Voilà le discours d'Auxerre, et si nous n'avons pas guillemeté la plupart des phrases de cette analyse, c'est que toutes reproduisent fidèlement la physionomie du morceau. Quant à le discuter, s'il fallait le faire à loisir, nous y devrions consacrer une place plus considérable que celle dont nous disposons. Bornons-nous à dire que le loup de la fable n'accusait pas plus injustement l'agneau, que M. Combes n'accuse l'Eglise, et qu'ainsi la seule raison qu'on voit prévaloir ici, c'est la raison du plus fort. Il suffit d'ailleurs d'invoquer la soumission des évêques de Laval et de Dijon, dans les derniers incidents dont s'arme M. Combes, pour montrer que le Pape était dans son droit, même au regard des prélats dont le président du conseil avait espéré faire ses auxiliaires dans sa querelle perfide.
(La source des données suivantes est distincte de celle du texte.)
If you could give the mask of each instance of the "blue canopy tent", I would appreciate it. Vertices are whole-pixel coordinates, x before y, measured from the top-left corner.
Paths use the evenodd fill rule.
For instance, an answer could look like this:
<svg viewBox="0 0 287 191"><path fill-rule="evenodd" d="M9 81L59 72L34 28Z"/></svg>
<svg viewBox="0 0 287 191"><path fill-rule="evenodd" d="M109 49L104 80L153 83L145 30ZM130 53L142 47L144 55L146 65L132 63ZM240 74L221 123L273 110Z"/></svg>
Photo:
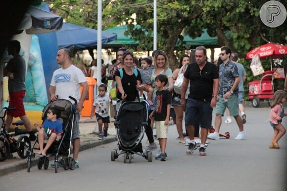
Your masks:
<svg viewBox="0 0 287 191"><path fill-rule="evenodd" d="M64 23L56 36L59 49L83 49L97 45L97 31L86 27ZM101 43L116 40L117 37L117 34L102 32Z"/></svg>

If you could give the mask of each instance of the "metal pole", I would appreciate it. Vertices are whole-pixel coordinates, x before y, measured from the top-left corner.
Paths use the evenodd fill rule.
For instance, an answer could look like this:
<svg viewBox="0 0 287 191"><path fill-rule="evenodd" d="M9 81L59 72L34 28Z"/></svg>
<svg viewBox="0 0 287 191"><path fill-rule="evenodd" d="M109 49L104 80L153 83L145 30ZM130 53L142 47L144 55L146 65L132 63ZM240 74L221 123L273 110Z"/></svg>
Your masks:
<svg viewBox="0 0 287 191"><path fill-rule="evenodd" d="M101 83L101 0L97 0L97 42L96 49L96 84Z"/></svg>
<svg viewBox="0 0 287 191"><path fill-rule="evenodd" d="M157 49L156 0L153 0L153 50Z"/></svg>

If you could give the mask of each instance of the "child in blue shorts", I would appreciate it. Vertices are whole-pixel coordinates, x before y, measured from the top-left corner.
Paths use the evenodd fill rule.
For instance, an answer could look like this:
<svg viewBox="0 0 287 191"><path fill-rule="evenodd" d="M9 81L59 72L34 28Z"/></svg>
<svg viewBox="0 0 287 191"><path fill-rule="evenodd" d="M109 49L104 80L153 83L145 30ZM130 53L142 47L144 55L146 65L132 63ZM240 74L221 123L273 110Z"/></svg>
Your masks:
<svg viewBox="0 0 287 191"><path fill-rule="evenodd" d="M61 116L61 111L57 108L51 107L48 110L47 118L41 126L37 123L34 126L38 132L38 143L40 151L36 154L46 155L46 152L54 141L59 141L62 138L63 125L58 118ZM48 141L44 148L44 140Z"/></svg>
<svg viewBox="0 0 287 191"><path fill-rule="evenodd" d="M110 122L109 115L109 106L111 102L109 94L107 93L107 87L103 84L98 86L98 95L97 95L93 104L91 112L91 117L96 114L98 125L98 139L102 140L103 137L107 136L108 124ZM103 135L102 124L103 123Z"/></svg>
<svg viewBox="0 0 287 191"><path fill-rule="evenodd" d="M165 161L166 157L165 149L171 102L171 93L165 87L168 78L165 75L159 75L155 77L154 84L158 90L156 91L155 109L149 115L149 118L151 119L154 115L156 137L158 138L161 151L155 159L160 159L161 161Z"/></svg>

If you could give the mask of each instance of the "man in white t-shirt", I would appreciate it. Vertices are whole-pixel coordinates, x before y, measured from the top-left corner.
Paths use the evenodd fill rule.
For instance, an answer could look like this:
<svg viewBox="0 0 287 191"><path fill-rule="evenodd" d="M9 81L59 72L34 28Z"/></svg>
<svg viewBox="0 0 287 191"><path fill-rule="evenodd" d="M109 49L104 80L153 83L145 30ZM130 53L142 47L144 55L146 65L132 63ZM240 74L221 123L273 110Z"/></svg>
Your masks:
<svg viewBox="0 0 287 191"><path fill-rule="evenodd" d="M69 98L69 96L77 101L77 106L75 106L76 109L72 138L73 156L75 161L75 168L79 168L78 156L80 144L79 128L80 113L83 109L84 101L88 95L89 86L82 71L72 64L71 57L72 54L68 49L61 49L58 51L56 60L62 67L53 73L49 90L52 101L63 99L68 100L74 104L74 101ZM83 88L81 94L80 86ZM60 163L59 162L59 165Z"/></svg>

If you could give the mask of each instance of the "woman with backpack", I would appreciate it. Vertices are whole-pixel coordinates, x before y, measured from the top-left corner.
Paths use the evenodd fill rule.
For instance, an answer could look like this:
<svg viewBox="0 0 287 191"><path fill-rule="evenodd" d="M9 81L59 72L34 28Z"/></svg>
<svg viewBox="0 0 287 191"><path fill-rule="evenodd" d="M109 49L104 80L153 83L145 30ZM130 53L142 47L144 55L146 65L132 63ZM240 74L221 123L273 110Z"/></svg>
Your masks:
<svg viewBox="0 0 287 191"><path fill-rule="evenodd" d="M117 98L121 100L120 103L123 100L133 101L138 99L140 90L138 89L138 86L142 83L140 71L133 69L133 52L125 51L122 62L124 67L118 70L115 74L117 89L118 89L117 91Z"/></svg>

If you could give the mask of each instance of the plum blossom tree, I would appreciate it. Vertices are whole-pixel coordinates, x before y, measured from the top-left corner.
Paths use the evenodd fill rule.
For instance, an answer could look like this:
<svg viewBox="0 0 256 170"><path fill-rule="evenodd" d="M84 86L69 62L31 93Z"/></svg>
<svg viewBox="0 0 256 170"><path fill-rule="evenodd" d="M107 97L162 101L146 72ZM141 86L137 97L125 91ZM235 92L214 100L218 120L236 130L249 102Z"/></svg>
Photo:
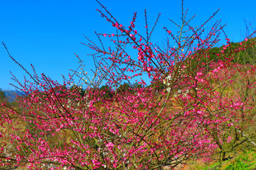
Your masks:
<svg viewBox="0 0 256 170"><path fill-rule="evenodd" d="M99 4L102 9L97 11L116 32L96 33L99 45L86 38L84 45L95 52L91 78L78 56L80 70L73 71L60 84L43 74L38 76L34 69L29 73L6 48L31 81L25 79L22 84L14 76L19 85L16 87L26 94L19 101L23 110L1 104L1 166L161 169L175 167L193 156L210 155L218 147L224 153L223 140L219 139L226 139L228 130L223 128L242 130L233 121L235 114L244 114L247 98L242 94L242 100L232 101L218 91L236 78L229 69L237 52L220 52L209 59L208 50L218 41L223 26L217 21L203 35L216 13L202 26L193 27L193 17L187 19L182 7L181 24L171 20L180 28L178 35L164 28L176 46L168 42L161 48L151 42L160 14L149 28L145 11L146 36L142 36L135 28L137 13L126 26ZM102 38L109 38L112 45L106 47ZM229 45L228 40L227 48ZM129 55L132 50L137 55ZM255 67L250 66L250 75L251 70ZM151 81L149 86L145 77ZM141 86L132 92L117 90L132 81ZM111 97L100 89L102 83ZM240 113L235 114L238 110Z"/></svg>

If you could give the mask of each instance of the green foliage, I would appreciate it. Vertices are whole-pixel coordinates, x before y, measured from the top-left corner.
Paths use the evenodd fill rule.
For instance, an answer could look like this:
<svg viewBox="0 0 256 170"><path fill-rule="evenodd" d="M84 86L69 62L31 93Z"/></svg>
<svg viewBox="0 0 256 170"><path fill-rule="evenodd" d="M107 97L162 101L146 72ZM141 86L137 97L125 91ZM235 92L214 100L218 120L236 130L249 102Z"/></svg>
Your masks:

Pour le surplus, nous renvoyons le lecteur à l'admirable lettre que Mgr de Cabrières, le vaillant évêque de Montpellier, a écrite à ses prêtres pour réfuter le discours d'Auxerre, et pour protester avec une amertume justement indignée contre le dessein, avoué par le gouvernement, de courber l'Eglise sous le joug de l'Etat, et encore de l'Etat a républicain » et <«< laïque », deux épithètes qui n'ont été imaginées que comme pierre de touche pour la délation, et comme instrument d'exclusion et d'ostracisme contre quiconque est envié dans une démocratie orgueilleuse et cupide.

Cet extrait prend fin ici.